Shot at KMart, victim files suit

The Cincinnati Enquirer is reporting that Patrick Daly, who was shot trying to help KMart shoppers escape a violent criminal named Paul Faith last August in Cincinnati, has filed suit against KMart Corp., two unidentified employees who he says recklessly chased Faith through the store, Faith's estate, Faith's unidentified mental health care provider and the unidentified gun shop where Faith bought the gun he used to shoot two people.
From the story:

    The Dalys, of Mount Healthy, were at the Kmart store on Colerain Avenue in Groesbeck doing back-to-school shopping Aug. 24, when they heard gunshots.
    Faith, 25, killed store employee Paul Heid, then turned on Daly, shooting him twice as Daly helped others escape.
    The spree ended with Faith killing himself after leaving the store.

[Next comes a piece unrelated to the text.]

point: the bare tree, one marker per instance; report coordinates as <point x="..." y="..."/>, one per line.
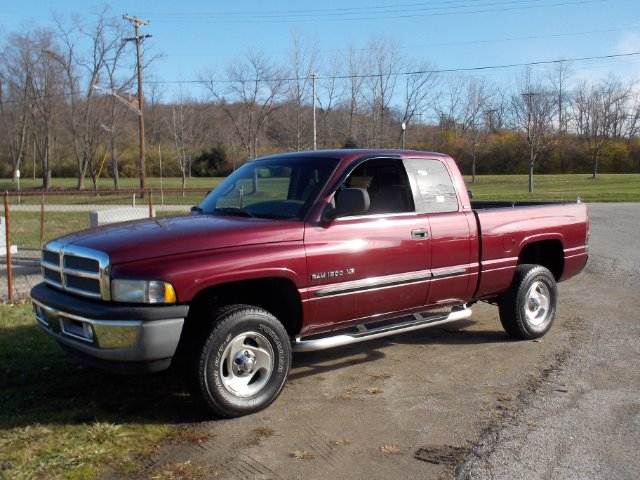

The newspaper notes that Daly's suit was filed just hours before a new law limiting the amount of money people can seek in personal injury lawsuits took effect in Ohio.
At the time of the shooting, a Hamilton County Sheriff's spokesman, told the Associated Press that Paul Faith had no license to carry the 9 mm semiautomatic handgun that was used in the shooting. According to Hamilton County court records, Faith had been convicted of carrying a concealed weapon in 1997.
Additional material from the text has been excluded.